Worst and Best Car Colors for Resale Value – Playing It Safe Costs You Big Time
When buying a brand-new vehicle, it’s quite easy to get wrapped up in optional extras, body styles, and powertrain options. However, choosing between the best and worst car colors available could seriously impact its resale value. That’s where a new study by iSeeCars comes into play. Oddly enough, the best colors for your wallet aren’t the dull ones.
Additionally, iSeeCars‘ study breaks down these best and worst shades by vehicle segment. As a result, before you pull the trigger on yet another white, black, or silver daily driver, your wallet might thank you for being adventurous.
Worst car colors for resale value
Let’s start with the worst car colors you should definitely avoid if resale value is important. The worst of all is gold. That’s because vehicles finished in this color depreciate on average 45.6 percent over the first three years. For context, the average depreciation rate between all of the colors in this iSeeCars study is 37.6 percent over the first three years.
Next up, we’ve got brown with 42.1 percent and purple with 41.2 percent. While these depreciation rates are still quite bad, it is worth noting that very few brand-new cars are finished in Brown or Purple.
One of the most interesting findings of this study covering car colors is where dull colors fall. If we take some of the most purchased colors such as white or black, they are still at the bottom of the list with higher than average depreciation rates at 38 and 38.4 percent respectively.
Silver doesn’t do much better, still suffering an average depreciation rate of 37.6 percent over the first three years.
Best car colors for resale value
If you want to get more of your money back when you inevitably sell or trade-in your next daily driver, you’ll want these car colors. At the top of this iSeeCars study, you’ll find one of the rarest colors around: yellow. That’s because the study indicates that this bright shade depreciates just 20.4 percent on average over the first three years. According to iSeeCars, buyers in the used market are willing to pay up to have this unique color.
Next up, you’ve got beige at 22.8 percent, orange at 27.1 percent, and green at 31.3 percent. While beige certainly isn’t the world’s most interesting color, the other colors at the top of this list tend to be some of the brightest.
iSeeCars found that buyers often pick colors they think the secondary market will like, not what it actually does.

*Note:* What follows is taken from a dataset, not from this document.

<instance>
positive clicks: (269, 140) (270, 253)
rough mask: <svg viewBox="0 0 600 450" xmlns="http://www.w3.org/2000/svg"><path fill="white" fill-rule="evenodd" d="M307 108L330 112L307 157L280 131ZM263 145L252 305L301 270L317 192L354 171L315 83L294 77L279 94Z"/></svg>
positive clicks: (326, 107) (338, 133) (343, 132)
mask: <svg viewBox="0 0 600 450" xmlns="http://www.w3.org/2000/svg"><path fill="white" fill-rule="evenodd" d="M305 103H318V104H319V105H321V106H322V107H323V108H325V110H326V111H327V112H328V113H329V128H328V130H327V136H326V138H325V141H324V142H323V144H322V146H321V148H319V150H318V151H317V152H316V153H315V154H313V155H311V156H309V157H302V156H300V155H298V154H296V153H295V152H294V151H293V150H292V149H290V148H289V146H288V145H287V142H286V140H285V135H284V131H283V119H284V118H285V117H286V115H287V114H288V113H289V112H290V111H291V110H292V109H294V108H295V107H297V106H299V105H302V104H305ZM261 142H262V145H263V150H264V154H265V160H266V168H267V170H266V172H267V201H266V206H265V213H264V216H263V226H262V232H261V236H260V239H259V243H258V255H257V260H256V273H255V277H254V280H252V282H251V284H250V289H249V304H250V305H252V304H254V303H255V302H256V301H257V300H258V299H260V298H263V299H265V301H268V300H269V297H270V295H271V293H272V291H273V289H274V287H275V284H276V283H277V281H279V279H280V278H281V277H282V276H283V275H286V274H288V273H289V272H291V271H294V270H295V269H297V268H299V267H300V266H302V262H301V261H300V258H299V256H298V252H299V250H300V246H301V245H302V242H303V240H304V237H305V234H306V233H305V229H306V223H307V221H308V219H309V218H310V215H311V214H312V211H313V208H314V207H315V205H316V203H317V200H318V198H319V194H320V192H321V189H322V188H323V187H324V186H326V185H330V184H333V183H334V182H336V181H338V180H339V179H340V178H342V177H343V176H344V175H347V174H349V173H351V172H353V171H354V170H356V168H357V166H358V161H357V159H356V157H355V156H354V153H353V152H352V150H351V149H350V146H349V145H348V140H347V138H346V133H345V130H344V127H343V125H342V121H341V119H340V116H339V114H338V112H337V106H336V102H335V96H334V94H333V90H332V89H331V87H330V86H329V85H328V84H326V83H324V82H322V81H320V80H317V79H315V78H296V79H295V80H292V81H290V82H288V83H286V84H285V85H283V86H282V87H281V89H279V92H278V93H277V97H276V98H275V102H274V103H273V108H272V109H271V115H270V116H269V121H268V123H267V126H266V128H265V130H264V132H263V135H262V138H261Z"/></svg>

As a result, picking that safe and boring color for your car isn’t doing anyone any favors.
How about by vehicle segment?
As you might imagine, these car colors also vary greatly depending on what type of vehicle you’re buying. If you’re looking at an SUV, a coupe, or a sedan, you’ll want to stick to yellow since it beats the other colors by a considerable margin. Oddly enough, the best color for a minivan is blue.
If you’re looking at buying a brand-new drop-top for the summer, you’ll want to make sure it’s red, blue, or yellow. These bright shades depreciated significantly less than other dull colors. Lastly, if you’re looking at a pickup truck, the best color by a massive margin is beige. While this color might be a bit boring, it could save you loads of cash when it comes time to sell.